I think you may be running into special case of WriteBuffer where driver optimizes the whole call and there is no GPU execution. In such case we have issue as we do not have proper source from GPU about profiling counters and indeed profiling may be wrong.
Can you measure from host side using CPU timers how long this call takes? (follow it with clFlush)
@MichalMrozek thank you for your quick reply.
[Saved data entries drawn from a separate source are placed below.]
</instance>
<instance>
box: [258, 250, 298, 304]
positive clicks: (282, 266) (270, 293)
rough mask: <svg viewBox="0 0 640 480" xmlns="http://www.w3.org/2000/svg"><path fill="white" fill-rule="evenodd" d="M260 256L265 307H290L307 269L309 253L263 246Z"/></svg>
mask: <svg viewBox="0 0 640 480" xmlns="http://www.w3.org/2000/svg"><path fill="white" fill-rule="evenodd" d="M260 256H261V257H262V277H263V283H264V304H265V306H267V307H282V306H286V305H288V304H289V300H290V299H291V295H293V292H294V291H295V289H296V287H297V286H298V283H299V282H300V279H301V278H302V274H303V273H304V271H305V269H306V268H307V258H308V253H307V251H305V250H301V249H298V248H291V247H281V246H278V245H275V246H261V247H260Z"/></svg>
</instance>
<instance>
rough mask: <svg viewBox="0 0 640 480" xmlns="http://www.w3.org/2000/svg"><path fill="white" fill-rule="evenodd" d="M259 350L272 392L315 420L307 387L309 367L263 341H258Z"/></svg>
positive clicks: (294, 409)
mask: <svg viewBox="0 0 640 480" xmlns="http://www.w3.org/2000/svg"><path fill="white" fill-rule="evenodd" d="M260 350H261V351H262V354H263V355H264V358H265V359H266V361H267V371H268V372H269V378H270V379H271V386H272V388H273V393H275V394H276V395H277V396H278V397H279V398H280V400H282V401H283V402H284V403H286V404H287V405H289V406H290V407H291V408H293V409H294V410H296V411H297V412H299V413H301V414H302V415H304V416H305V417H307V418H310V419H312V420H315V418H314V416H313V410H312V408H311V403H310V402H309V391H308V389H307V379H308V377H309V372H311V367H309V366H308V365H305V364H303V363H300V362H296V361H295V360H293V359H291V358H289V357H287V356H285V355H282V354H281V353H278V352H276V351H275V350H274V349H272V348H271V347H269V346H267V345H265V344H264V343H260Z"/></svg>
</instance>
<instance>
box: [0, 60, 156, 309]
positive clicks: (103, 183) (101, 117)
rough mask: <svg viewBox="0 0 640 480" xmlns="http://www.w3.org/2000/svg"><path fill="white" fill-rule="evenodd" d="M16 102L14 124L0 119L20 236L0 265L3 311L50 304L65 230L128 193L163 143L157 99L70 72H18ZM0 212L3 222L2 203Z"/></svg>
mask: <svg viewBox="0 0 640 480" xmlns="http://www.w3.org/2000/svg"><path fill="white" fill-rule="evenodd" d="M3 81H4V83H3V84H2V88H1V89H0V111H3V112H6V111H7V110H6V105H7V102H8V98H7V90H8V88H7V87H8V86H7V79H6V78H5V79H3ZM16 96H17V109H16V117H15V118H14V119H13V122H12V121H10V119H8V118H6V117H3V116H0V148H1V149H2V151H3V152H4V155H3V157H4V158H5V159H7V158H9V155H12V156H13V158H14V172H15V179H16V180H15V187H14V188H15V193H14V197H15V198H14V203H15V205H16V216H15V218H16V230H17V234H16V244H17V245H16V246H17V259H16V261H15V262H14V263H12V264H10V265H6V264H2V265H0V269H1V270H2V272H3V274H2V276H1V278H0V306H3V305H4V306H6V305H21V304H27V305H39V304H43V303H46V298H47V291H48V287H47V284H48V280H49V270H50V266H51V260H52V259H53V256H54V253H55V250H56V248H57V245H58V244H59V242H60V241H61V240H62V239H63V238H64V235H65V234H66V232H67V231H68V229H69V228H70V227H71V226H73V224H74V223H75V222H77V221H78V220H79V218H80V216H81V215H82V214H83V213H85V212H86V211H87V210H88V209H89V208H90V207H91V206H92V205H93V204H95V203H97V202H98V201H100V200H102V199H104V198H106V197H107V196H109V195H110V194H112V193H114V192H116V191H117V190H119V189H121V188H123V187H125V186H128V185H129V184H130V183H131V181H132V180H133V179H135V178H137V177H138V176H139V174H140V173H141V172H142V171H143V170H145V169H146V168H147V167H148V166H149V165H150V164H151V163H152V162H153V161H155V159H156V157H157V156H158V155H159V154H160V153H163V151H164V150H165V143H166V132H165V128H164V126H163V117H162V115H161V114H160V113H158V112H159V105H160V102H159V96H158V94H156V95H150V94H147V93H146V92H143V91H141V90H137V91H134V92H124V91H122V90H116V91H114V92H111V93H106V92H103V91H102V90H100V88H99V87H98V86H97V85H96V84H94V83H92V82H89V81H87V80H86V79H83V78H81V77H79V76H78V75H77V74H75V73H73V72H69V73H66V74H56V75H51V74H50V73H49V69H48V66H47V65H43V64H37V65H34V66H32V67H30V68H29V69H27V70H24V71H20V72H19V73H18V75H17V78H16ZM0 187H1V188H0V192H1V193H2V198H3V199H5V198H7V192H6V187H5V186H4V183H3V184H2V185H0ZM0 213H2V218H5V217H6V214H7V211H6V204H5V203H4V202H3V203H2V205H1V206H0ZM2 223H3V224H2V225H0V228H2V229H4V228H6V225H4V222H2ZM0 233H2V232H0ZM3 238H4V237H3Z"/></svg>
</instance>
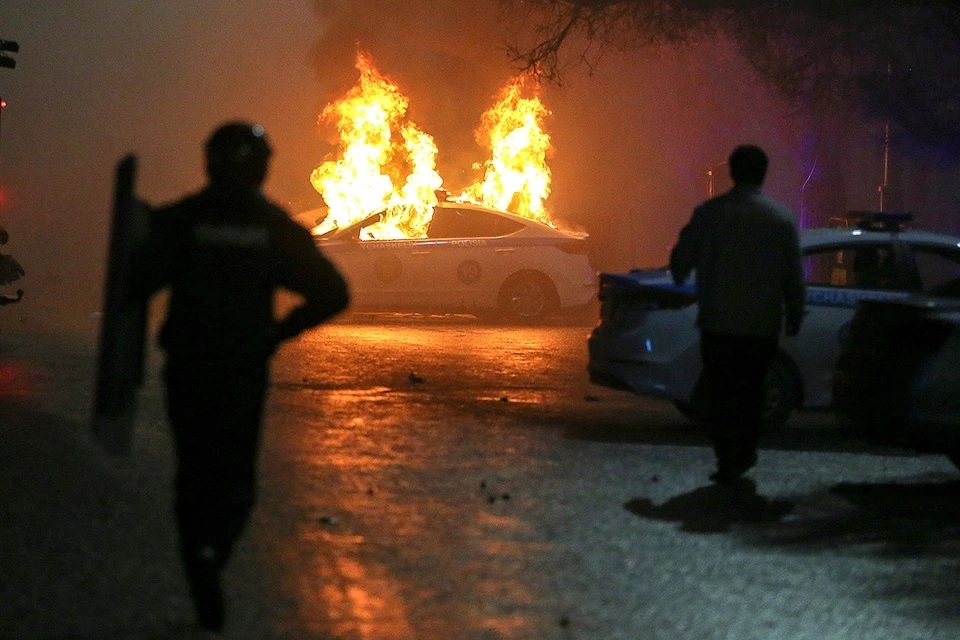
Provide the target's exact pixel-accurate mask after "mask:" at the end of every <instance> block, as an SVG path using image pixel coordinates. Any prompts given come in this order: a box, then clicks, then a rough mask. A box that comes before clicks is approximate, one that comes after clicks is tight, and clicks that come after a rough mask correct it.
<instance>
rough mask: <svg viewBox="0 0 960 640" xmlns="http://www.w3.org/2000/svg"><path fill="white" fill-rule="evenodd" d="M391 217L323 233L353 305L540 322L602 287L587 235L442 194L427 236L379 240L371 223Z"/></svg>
mask: <svg viewBox="0 0 960 640" xmlns="http://www.w3.org/2000/svg"><path fill="white" fill-rule="evenodd" d="M388 216H389V213H388V212H387V211H383V212H380V213H376V214H373V215H371V216H368V217H367V218H365V219H363V220H361V221H360V222H357V223H354V224H352V225H349V226H346V227H344V228H342V229H334V230H331V231H327V232H326V233H323V234H321V235H319V236H317V244H318V246H319V247H320V248H321V249H322V250H323V252H324V254H325V255H326V256H328V257H329V258H330V260H331V261H333V262H334V263H335V264H336V265H337V267H338V268H339V269H340V270H341V271H342V273H343V274H344V276H345V277H346V278H347V280H348V281H349V282H350V288H351V295H352V298H353V303H352V304H353V308H355V309H367V310H381V311H383V310H389V311H404V310H412V311H436V312H447V313H456V312H460V313H471V314H475V315H479V316H484V317H494V316H496V317H498V318H503V319H507V320H509V321H513V322H537V321H540V320H543V319H544V318H545V317H546V316H548V315H550V314H552V313H555V312H558V311H564V310H571V309H576V308H580V307H584V306H586V305H588V304H589V303H590V302H591V301H592V300H593V297H594V295H595V291H596V273H595V271H594V270H593V269H592V267H591V266H590V261H589V258H588V255H587V247H588V245H587V236H586V234H581V233H573V232H569V231H562V230H560V229H557V228H554V227H551V226H549V225H547V224H544V223H542V222H538V221H536V220H531V219H529V218H524V217H522V216H519V215H516V214H512V213H509V212H506V211H500V210H497V209H494V208H491V207H487V206H483V205H478V204H473V203H469V202H460V201H455V200H448V199H443V198H442V197H441V199H440V200H439V201H438V202H437V204H436V205H435V206H434V207H432V212H431V213H430V215H429V217H428V220H429V221H428V222H427V224H426V230H425V233H424V234H423V236H422V237H413V238H411V237H401V238H394V237H392V236H389V235H388V236H387V239H382V238H381V239H377V237H376V235H375V233H374V231H373V230H374V229H376V228H377V227H378V226H381V227H382V226H383V225H384V223H385V222H387V218H388ZM371 234H373V235H374V236H375V237H373V238H371V237H370V236H371Z"/></svg>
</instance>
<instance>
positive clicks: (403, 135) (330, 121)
mask: <svg viewBox="0 0 960 640" xmlns="http://www.w3.org/2000/svg"><path fill="white" fill-rule="evenodd" d="M356 68H357V70H358V71H359V72H360V79H359V81H358V83H357V85H356V86H354V87H353V88H352V89H350V91H348V92H347V93H346V94H345V95H344V96H343V97H342V98H340V99H339V100H337V101H335V102H333V103H331V104H329V105H327V106H326V107H325V108H324V109H323V111H322V112H321V114H320V122H321V123H323V124H326V125H330V126H333V127H335V128H336V131H337V134H338V136H339V152H338V154H337V157H335V158H332V159H327V160H326V161H325V162H323V164H321V165H320V166H319V167H317V168H316V169H315V170H314V171H313V173H312V175H311V176H310V182H311V184H312V185H313V187H314V188H315V189H316V190H317V191H318V192H319V193H320V195H322V196H323V199H324V202H325V203H326V205H327V208H328V213H327V216H326V218H324V220H323V221H322V222H321V223H320V224H319V225H318V226H317V227H315V228H314V229H313V232H314V233H315V234H322V233H325V232H327V231H330V230H332V229H336V228H342V227H345V226H349V225H351V224H353V223H355V222H358V221H360V220H362V219H363V218H364V217H366V216H368V215H370V214H372V213H376V212H378V211H386V212H387V214H386V216H385V218H384V220H383V221H381V222H379V223H378V224H376V225H374V226H372V227H368V228H367V229H365V230H364V236H363V237H361V240H371V239H378V240H385V239H401V238H418V237H423V236H424V235H425V234H426V230H427V226H428V225H429V223H430V219H431V217H432V215H433V207H434V206H435V205H436V204H437V195H436V191H437V190H438V189H440V187H441V186H442V185H443V179H442V178H441V176H440V174H439V173H438V172H437V169H436V157H437V146H436V143H435V142H434V140H433V138H432V137H431V136H430V135H429V134H427V133H425V132H423V131H421V130H420V129H419V128H418V127H417V126H416V125H415V124H414V123H413V122H411V121H410V120H409V118H408V117H407V107H408V105H409V102H408V100H407V98H406V97H404V96H403V94H402V93H401V92H400V89H399V88H398V87H397V86H396V85H395V84H393V83H392V82H391V81H390V80H389V79H387V78H386V77H384V76H383V75H381V74H380V73H379V72H378V71H377V70H376V69H375V68H374V66H373V64H372V62H371V61H370V58H369V57H368V56H366V55H364V54H363V53H358V54H357V62H356ZM525 84H526V82H525V78H523V77H520V78H516V79H514V80H512V81H511V82H510V83H509V84H508V85H507V86H506V87H505V88H504V89H503V90H502V91H501V93H500V94H499V96H498V97H497V99H496V103H495V104H494V106H493V107H491V108H490V109H489V110H488V111H487V112H486V113H485V114H484V115H483V117H482V120H481V126H480V128H479V129H478V130H477V132H476V137H477V141H478V142H479V143H480V144H481V145H482V146H484V147H485V148H486V149H487V150H488V151H489V153H490V159H489V160H487V161H486V162H484V163H477V164H475V165H474V168H477V169H483V178H482V180H480V181H478V182H476V183H475V184H473V185H471V186H469V187H467V189H465V190H464V191H463V193H462V194H461V195H460V196H459V198H457V199H459V200H466V201H469V202H475V203H478V204H484V205H487V206H490V207H494V208H497V209H503V210H506V211H511V212H513V213H516V214H518V215H521V216H524V217H527V218H531V219H534V220H539V221H540V222H544V223H547V224H550V225H551V226H552V222H551V221H550V216H549V214H548V213H547V211H546V207H545V201H546V199H547V196H548V195H549V194H550V169H549V168H548V167H547V164H546V157H547V153H548V151H549V150H550V138H549V136H548V135H547V133H546V132H545V131H544V129H543V120H544V118H545V117H546V116H547V115H549V111H548V110H547V109H546V108H545V107H544V106H543V104H542V103H541V102H540V99H539V98H538V97H532V98H530V97H524V95H523V94H524V90H525Z"/></svg>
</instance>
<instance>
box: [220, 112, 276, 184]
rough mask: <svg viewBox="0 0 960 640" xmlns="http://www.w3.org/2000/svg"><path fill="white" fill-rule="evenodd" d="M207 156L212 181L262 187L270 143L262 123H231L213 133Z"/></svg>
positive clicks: (265, 174) (269, 152) (227, 123)
mask: <svg viewBox="0 0 960 640" xmlns="http://www.w3.org/2000/svg"><path fill="white" fill-rule="evenodd" d="M206 155H207V175H208V176H209V178H210V181H211V182H216V183H231V184H238V185H248V186H259V185H260V184H262V183H263V180H264V178H265V177H266V175H267V164H268V160H269V158H270V144H269V143H268V142H267V135H266V132H265V131H264V130H263V127H262V126H260V125H259V124H252V123H249V122H228V123H227V124H224V125H221V126H220V127H218V128H217V129H216V130H215V131H214V132H213V134H211V136H210V138H209V139H208V140H207V145H206Z"/></svg>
If I measure with CPU timers:
int writeBuffer() {
auto time1 = chrono::high_resolution_clock::now();
clEnqueueWriteBuffer(commandQueue, ddA, CL_FALSE, 0, elements * sizeof(double), A, 0, NULL, &writeEvent1);
clFlush(commandQueue);
auto time2 = chrono::high_resolution_clock::now();
clEnqueueWriteBuffer(commandQueue, ddB, CL_FALSE, 0, elements * sizeof(double), B, 0, NULL, &writeEvent2);
clFlush(commandQueue);
auto time3 = chrono::high_resolution_clock::now();
double total1 = chrono::duration_cast<chrono::nanoseconds>(time2 - time1).count();
double total2 = chrono::duration_cast<chrono::nanoseconds>(time3 - time2).count();
cout << "COPY IN 1: " << total1 << endl;
cout << "COPY IN 2: " << total2 << endl;
cout << "COPY IN TOTAL: " << (total1 + total2) << endl;
}
I get this:
COPY IN 1: 174462
COPY IN 2: 21889
COPY IN TOTAL: 196351
Result is correct
Iteration: 10
Write : 68344436
X : 33035999
Reading : 840
C++ total: 3.43531e+07
If I use clFinish
instead, I get this:
COPY IN 1: 183641
COPY IN 2: 33142
COPY IN TOTAL: 216783
Result is correct
Iteration: 10
Write : 80125596
X : 38684083 << Execution time seems to be pretty consistent
Reading : 738 << Reading time seems to be pretty consistent
C++ total: 4.02466e+07
OpenCL timers ~68-80ms. CPU Timers ~0.12-0.21ms.
My takeaway here is profile timers for the intel integrated graphics are not working. But, I think the kernel is actually running on the GPU, since I am forcing to run on a GPU type.
We need to investigate this further. I am unable to provide an ETA at this time.
This should've been resolved in recent driver versions. If this or simlar problem persist, please re-open or file a new issue.